Ольдрих из Градца обменялся взглядом с Борешом и, видно, подумал: «Этот нищий на коне хочет равняться с нами?» А вслух сказал:
— Не о том речь! Я вполне уважаю пана Чеча и требую, чтобы он присягнул! Долгие годы, быть может, с самого всемирного потопа, раздоры и несогласия раздирали дворян. Теперь подул иной ветер. Счастье и успех покоятся на нашей взаимной помощи!
— В Германии, — сказал пан Борещ, — есть герцогство поменьше моих наследственных владений!
— Ах, — молвил какой-то моравский дворянин, — где я?! В логовище разбойников или среди рыцарей, поклявшихся на мече и на Писании?
— Ты не согласен? — спросил пан Ольдрих. — Не хочешь восстать на короля, который ведет дворянство к гибели и наделяет землями чужестранцев, призывает их и возвышает?
— Не хочу! — ответил верный дворянин.
Тогда наступила тишина, и тот, кто говорил последним, хотел уйти. Положив ладонь на рукоять меча, он посмотрел вдаль, туда, где маячили тени стражей, и двинулся прочь.
— Да хранит тебя Творец и Его ангелы, — напутствовал его пан Ольдрих. — Ты хорошо сказал. Ясным, чистым и звучным был твой ответ.
— Да, — кивнул дворянин, — так повелевает мне Бог и Его ангелы.
— Мы — отмщенье и гнев, — возразил Ольдрих. — Король из страха, как бы не преуменынилась его слава, держал нас в подчинении. Он дурно обращался с нами, и мы прибегаем к возмездию. Бог и Суд Божий решат наш спор с королем!
— Вы сломите шею, — сказал верный дворянин.
— Только не свою, — отозвался Завиш.
— Я вижу — вам конец.
— Прежде месяц споткнется на своем пути! — воскликнул пан Бореш и вызвал священника и стражей.
Первого он попросил исповедать моравского христианина, вторым приказал удавить его.
— Эта смерть, — примолвил он, — скрепит наш договор и нашу тайну.
БЕЗНАДЕЖНОСТЬ
Папа долго колебался, но в конце концов признал выбор Рудольфа Габсбургского римским императором, и тот созвал сейм в ноябре месяце.
Уже поставлена арка из зеленой хвои, и ковры вывешены из окоп, и в воздухе трепещет звук трубы. Трубач отнял инструмент из своих губ, другой тылом ладони вытирает рот, третий досадует на то, что пустил фальшивую ноту, четвертый считает ворон: ему-то все равно.
Тут выходит вперед пфальцграф Людвиг.
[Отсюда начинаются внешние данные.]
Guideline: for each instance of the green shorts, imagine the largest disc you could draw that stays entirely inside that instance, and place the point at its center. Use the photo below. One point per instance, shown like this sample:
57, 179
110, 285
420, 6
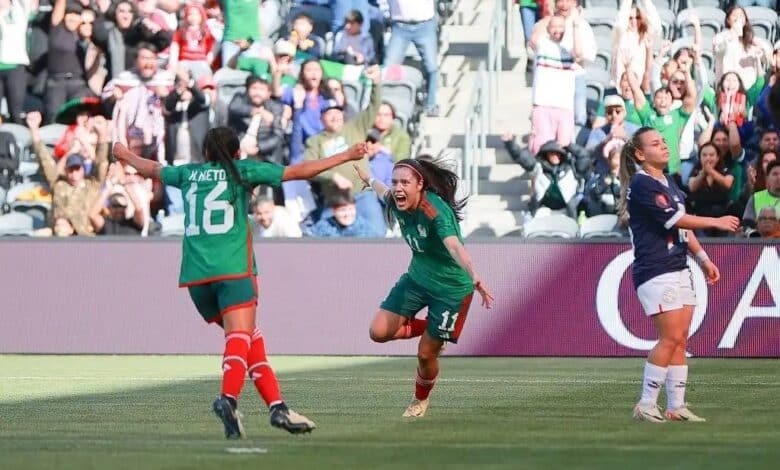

Он кричит, и голос его летит над шлемами князей, рыцарей и панов, над их перьями, над прапорцами, над пестро расписанными гербами. Далеко разносится голос, Людвига слышно во всех улицах и закоулках. Он отказывает чешскому королю в правах, на Австрийские земли и на земли Каринтии и требует его на имперский суд.
Людвиг кончил, и вновь загремели трубы с барабанами. Император Рудольф шествует в храм.
В то же время, быть может, в ту же минуту прибывают посланцы Рудольфа в Австрийские земли, в Карин-тию, Штирию, и к архиепископу Зальцбургскому и к Пассаускому архиепископу — и к чешским панам. У всех посланцев императорские цвета на груди, все снабжены четкой печатью, все дают сладкие посулы, все призывают к мятежу против Пршемысла.
Печально тянется зима. Король Пршемысл идет в поход к Дунаю, громит в Австрии мятежников, одерживает победу в Штирии, наказывает тяжкой данью Зальцбургского архиепископа, а Филипп, изменник, свергнутый патриарх Аквилейский, спасается бегством.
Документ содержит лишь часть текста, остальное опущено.